I am writing some code for a Dexterity content type.
It has a field called "arquivo", which is a plone.namedfile.field.NamedBlobFile, which would store (tipically) searchable PDF files.
Now I'd like to manipulate the contents of the file a bit before they populate the SearchableText index, so I created my custom SearchableText method in the content type class.
What I would like to do is to use portal_transforms to transform the pdf contents to plain text before I manipulate it.
Here's my code:
if self.arquivo is not None:
transforms = get_tool(name='portal_transforms')
stream = transforms.convertTo('text/plain', self.arquivo.data)

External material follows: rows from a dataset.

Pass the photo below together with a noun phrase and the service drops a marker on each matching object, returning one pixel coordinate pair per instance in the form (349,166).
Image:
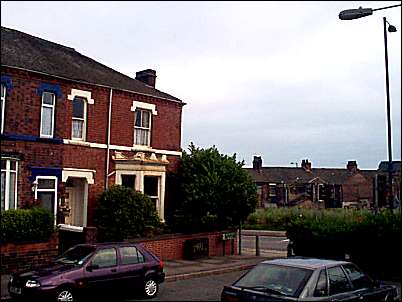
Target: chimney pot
(257,163)
(352,166)
(147,76)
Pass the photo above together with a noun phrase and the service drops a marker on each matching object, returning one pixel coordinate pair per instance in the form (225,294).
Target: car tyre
(65,294)
(151,288)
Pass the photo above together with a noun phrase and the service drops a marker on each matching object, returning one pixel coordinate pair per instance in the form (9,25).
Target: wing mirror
(92,267)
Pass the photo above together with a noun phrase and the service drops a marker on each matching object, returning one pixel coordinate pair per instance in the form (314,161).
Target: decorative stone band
(122,148)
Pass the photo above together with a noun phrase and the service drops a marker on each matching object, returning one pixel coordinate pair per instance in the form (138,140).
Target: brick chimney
(306,165)
(257,163)
(352,166)
(147,76)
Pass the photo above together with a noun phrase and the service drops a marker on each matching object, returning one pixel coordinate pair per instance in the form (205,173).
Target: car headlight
(32,283)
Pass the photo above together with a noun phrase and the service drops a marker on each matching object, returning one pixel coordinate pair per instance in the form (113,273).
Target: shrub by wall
(26,225)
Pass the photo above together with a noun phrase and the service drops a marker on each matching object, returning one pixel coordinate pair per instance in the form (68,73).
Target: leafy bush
(369,239)
(26,225)
(122,213)
(213,192)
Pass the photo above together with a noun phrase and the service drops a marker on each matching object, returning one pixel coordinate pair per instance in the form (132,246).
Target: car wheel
(151,288)
(65,295)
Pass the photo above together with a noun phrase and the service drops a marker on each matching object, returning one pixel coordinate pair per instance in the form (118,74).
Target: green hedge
(26,225)
(371,240)
(122,213)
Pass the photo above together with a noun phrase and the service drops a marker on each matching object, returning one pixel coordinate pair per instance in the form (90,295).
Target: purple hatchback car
(89,269)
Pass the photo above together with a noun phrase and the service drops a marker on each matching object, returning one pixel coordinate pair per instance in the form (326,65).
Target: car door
(101,271)
(339,287)
(132,266)
(363,285)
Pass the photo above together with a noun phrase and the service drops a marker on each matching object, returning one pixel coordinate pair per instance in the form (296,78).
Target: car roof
(109,244)
(308,263)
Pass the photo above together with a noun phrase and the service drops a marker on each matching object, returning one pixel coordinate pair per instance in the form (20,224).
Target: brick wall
(17,256)
(171,247)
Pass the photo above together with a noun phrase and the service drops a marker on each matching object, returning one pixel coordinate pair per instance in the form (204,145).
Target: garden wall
(17,256)
(171,247)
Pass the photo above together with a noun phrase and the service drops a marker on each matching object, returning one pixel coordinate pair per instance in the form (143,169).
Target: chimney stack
(352,166)
(257,163)
(147,76)
(306,165)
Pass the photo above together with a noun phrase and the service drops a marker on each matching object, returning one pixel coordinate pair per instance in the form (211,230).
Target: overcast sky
(284,80)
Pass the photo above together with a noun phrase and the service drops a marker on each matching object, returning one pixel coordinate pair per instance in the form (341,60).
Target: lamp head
(351,14)
(391,28)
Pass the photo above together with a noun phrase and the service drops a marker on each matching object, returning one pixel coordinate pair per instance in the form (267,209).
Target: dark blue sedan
(301,279)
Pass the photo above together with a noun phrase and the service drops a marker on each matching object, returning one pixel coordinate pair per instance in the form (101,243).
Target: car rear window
(130,255)
(283,280)
(76,255)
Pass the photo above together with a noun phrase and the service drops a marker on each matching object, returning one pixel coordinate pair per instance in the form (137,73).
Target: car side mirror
(92,267)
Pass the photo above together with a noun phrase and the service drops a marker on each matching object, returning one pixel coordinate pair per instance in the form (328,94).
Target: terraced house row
(71,127)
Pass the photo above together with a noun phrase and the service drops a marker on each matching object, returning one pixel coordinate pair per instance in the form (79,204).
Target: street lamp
(351,14)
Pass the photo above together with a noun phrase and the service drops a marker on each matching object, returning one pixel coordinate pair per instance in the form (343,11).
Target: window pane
(358,278)
(12,191)
(47,116)
(128,255)
(128,181)
(78,108)
(338,283)
(138,118)
(321,288)
(105,258)
(141,137)
(46,200)
(46,184)
(3,189)
(77,128)
(145,119)
(151,185)
(48,98)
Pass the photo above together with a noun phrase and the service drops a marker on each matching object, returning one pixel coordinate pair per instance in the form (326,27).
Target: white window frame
(148,143)
(318,192)
(3,105)
(53,111)
(84,125)
(48,190)
(7,184)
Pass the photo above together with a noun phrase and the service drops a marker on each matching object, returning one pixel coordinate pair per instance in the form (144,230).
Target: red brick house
(316,187)
(71,127)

content = stream.getData().strip()
The "content" variable would hold the transformed text. As of now, the content variable is returned by SearchableText, so I can see the results in the portal catalog (via ZMI).
The above code works for plain-text files, but when I try to save the item with a PDF file, I get this message:
AttributeError: 'NoneType' object has no attribute 'getData'
Is there something I am missing here? Please note that the portal_transforms tool has the pdf_to_text and pdf_to_html transforms registered.
Deleting the whole Plone site, recreating it and installing my add-on apparently solved the problem.
One point to be noted is that when I first created the Plone site in which I made my first tests, poppler-utils where not yet installed, and so portal_transforms didn't have the pdf transforms. Then, when I noticed that, I installed the poppler-utils package, and manually recreated the portal_transforms object. But for some reason there was that error that I pointed in my first post. Recreating the Plone site from scratch solved the issue.
@smcmahon, I suspect that the plonedev.vagrant (at least in tag 4.3.11, which I am using) does not have poppler-utils installed.